Speaking on The Garza Podcast, Weinberg addressed the question that’s been hanging in the air since his abrupt exit from Slipknot in late 2023, his answer was blunt.
‘No, no. Much has been said about it, but I don’t think living with regrets… Your trajectory, it is what it is.’
That mindset feels earned, Weinberg spent a decade behind the kit for one of metal’s most volatile institutions, stepping into the near impossible role left by Joey Jordison and helping drive albums like ‘.5: The Gray Chapter’, ‘We Are Not Your Kind’, and ‘The End, So Far’ to the top of the charts.
A split that still doesn’t make sense
The way it ended still stings, Weinberg has been open about how quickly things unravelled, with one phone call from management, no warning signs and unfortunately no real explanation (per Blabbermouth).
‘I woke up the morning after traveling home from our last show together, and I received a phone call from the band’s manager in which he informed me that the band had made a decision to not renew my contract at the end of the year.’
What followed was confusion more than anything. ‘My world just kind of bottomed out from under me,’ he admitted, describing the moment the band he’d poured everything into suddenly disappeared beneath him.
Slipknot framed the split as a ‘creative decision’, Weinberg never got more than that.
Life after Slipknot
Instead of spiralling, Weinberg has leaned into a broader perspective. Impermanence, he says, is the only constant.
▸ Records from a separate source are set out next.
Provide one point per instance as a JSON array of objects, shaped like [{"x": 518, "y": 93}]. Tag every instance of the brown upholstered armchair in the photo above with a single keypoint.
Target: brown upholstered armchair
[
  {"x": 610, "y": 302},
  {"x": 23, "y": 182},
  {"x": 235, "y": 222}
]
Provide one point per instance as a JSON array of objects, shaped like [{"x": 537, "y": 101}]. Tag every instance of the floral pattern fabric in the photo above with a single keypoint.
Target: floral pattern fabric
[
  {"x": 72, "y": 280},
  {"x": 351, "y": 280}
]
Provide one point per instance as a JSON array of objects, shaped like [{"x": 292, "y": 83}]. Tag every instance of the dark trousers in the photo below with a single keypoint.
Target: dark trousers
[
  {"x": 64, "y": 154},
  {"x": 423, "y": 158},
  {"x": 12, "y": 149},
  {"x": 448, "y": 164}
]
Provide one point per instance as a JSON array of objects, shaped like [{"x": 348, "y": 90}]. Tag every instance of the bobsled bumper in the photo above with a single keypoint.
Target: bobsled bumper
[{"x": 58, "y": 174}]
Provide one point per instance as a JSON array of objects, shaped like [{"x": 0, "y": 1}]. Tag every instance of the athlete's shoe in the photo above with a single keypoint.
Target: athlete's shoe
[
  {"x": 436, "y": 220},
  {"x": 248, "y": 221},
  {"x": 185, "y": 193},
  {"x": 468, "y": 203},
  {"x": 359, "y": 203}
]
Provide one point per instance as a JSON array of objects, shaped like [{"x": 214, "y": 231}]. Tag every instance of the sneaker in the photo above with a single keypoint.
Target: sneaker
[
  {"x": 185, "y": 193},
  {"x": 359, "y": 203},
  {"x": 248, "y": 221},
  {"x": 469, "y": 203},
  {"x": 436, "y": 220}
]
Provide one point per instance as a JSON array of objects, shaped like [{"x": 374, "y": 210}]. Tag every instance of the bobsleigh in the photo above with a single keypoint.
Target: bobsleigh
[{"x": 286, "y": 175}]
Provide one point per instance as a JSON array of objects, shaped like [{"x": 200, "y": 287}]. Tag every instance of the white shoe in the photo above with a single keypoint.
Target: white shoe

‘I saw something recently that a friend of mine said of, like, the only thing that’s consistent in life is impermanence… it’s, like, no, I don’t regret any of these things.’
It’s a grounded take, especially given the chaos that often surrounds Slipknot’s inner workings, Weinberg hinted at deeper tensions within the band, describing a pressure cooker of competing personalities.
‘One guy has one way he wants things done, another guy wants another way… amplify that by eight other people.’
A decade that still counts
Ten years in Slipknot isn’t a footnote, it’s a defining chapter, Weinberg joined in 2013 as a fan turned full time member, grew into the role, and left with a catalogue that reshaped the band’s modern era. Even if the ending felt cold, the work still stands.
No regrets, no revisionist history, just a drummer who gave everything, got burned, and walked away without looking back.